Christiane Ernestine Franziska von Fricken (7 September 1816 – 13 November 1844) was an Austrian pianist who, for a while, was the fiancée of Robert Schumann.

==Life==
Ernestine von Fricken was born on 7 September 1816 in Neuberg, Bohemia, Austrian Empire (today Podhradí, Czech Republic). She was the illegitimate daughter of the unmarried Countess Caroline Ernestine Louise von Zedtwitz (1784–1861) with the wire manufacturer Erdmann Lindauer from GrünAsch near Asch. Her mother's sister, Charlotte Christiane Friederike of Zedtwitz, and her later husband, the landowner and k. k. Captain Ferdinand Ignaz Freiherr von Fricken (1787–1850) were childless themselves and adopted Ernestine. Ignaz von Fricken was an amateur composer. She was officially only adopted on 18 December 1834, when Fricken wanted to arrange the family relationship on the occasion of Ernestine's engagement. A corresponding note can be found as a supplement in the baptismal register.

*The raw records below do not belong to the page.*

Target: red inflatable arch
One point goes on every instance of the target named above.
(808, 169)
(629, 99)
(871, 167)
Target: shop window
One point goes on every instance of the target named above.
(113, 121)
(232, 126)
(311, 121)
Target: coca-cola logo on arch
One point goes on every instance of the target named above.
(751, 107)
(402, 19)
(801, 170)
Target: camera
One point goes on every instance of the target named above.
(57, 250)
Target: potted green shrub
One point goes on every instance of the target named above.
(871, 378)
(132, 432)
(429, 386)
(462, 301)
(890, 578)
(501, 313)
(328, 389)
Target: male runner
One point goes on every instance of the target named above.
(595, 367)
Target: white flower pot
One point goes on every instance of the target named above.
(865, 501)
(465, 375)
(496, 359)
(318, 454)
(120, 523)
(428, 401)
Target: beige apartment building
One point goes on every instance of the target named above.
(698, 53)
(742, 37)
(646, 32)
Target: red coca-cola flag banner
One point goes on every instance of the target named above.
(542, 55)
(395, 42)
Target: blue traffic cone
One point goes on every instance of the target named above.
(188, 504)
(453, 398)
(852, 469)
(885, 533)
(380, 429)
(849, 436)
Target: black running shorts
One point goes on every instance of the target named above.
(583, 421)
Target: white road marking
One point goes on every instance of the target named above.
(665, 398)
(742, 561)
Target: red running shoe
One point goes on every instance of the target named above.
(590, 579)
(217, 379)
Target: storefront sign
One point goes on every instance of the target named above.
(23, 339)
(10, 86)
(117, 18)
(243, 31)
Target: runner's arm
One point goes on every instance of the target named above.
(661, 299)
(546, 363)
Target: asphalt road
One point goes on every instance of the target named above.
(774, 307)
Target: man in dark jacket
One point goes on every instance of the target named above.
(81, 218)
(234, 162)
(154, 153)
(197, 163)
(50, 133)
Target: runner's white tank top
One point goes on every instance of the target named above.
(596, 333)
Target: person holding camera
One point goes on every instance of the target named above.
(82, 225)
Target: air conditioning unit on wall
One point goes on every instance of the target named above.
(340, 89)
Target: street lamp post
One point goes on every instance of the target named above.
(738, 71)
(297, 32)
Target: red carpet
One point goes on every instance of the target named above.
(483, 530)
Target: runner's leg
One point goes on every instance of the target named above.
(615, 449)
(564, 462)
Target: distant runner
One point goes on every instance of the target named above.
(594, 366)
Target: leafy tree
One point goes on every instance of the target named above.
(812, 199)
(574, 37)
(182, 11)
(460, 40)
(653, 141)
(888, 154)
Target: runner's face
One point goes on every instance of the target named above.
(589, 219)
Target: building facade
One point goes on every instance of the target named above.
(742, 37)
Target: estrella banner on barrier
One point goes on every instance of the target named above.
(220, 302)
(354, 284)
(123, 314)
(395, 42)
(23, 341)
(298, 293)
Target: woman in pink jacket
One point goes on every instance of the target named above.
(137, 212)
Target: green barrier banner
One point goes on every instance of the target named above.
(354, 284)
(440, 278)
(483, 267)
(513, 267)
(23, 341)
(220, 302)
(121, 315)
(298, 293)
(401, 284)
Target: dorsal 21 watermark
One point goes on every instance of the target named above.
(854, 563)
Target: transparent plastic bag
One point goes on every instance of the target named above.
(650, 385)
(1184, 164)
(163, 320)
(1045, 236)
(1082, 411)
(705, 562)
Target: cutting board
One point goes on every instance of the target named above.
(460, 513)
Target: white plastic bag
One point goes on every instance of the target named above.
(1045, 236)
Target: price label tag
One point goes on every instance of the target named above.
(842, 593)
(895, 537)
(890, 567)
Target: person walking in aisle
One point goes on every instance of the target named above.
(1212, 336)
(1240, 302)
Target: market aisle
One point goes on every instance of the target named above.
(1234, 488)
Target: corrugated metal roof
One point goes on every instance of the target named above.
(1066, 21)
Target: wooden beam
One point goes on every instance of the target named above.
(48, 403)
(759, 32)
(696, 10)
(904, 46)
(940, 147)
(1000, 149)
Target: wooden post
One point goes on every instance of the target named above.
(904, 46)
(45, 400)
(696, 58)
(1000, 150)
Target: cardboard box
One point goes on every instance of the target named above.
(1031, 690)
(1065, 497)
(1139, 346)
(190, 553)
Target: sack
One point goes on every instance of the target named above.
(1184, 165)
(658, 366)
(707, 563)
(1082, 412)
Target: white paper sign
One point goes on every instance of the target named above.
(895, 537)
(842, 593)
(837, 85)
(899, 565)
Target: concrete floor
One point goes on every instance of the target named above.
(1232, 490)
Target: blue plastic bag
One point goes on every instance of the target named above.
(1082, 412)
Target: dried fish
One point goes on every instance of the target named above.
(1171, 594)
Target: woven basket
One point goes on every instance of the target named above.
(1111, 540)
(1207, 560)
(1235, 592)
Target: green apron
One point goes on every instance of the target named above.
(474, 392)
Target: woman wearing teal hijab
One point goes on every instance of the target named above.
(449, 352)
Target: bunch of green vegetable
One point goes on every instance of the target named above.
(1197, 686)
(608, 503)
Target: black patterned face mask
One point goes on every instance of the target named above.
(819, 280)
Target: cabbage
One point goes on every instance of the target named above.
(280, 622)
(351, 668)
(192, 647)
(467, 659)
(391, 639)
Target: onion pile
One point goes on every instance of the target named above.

Ernestine von Fricken became known above all for her relationship with Robert Schumann, whom she met through Friedrich Wieck in April 1834. In August 1834 she became secretly engaged to Schumann, and he dedicated his Allegro op. 8 for piano to her. Notwithstanding their eventual dedication, to William Sterndale Bennett, Schumann's Symphonic Études Op. 13 are based on a theme by Ignaz von Fricken. In addition, his Carnaval op. 9 is a lasting memory of Ernestine von Fricken. In it he symbolizes her hometown Asch by the tone sequence A - Es(S)- C - H. In January 1836 Schumann broke off the engagement. Records survive of correspondence between the Schumanns and Ernestine and her father, Ignaz, spanning the period from 1834 to 1844.

From the summer of 1836 she lived at Buldern Castle near Dülmen (Westphalia) with the family of Baron Klemen von Romberg. From 4 to 6 August 1837, she stayed in Leipzig and met Robert Schumann for the last time, also with Clara Wieck.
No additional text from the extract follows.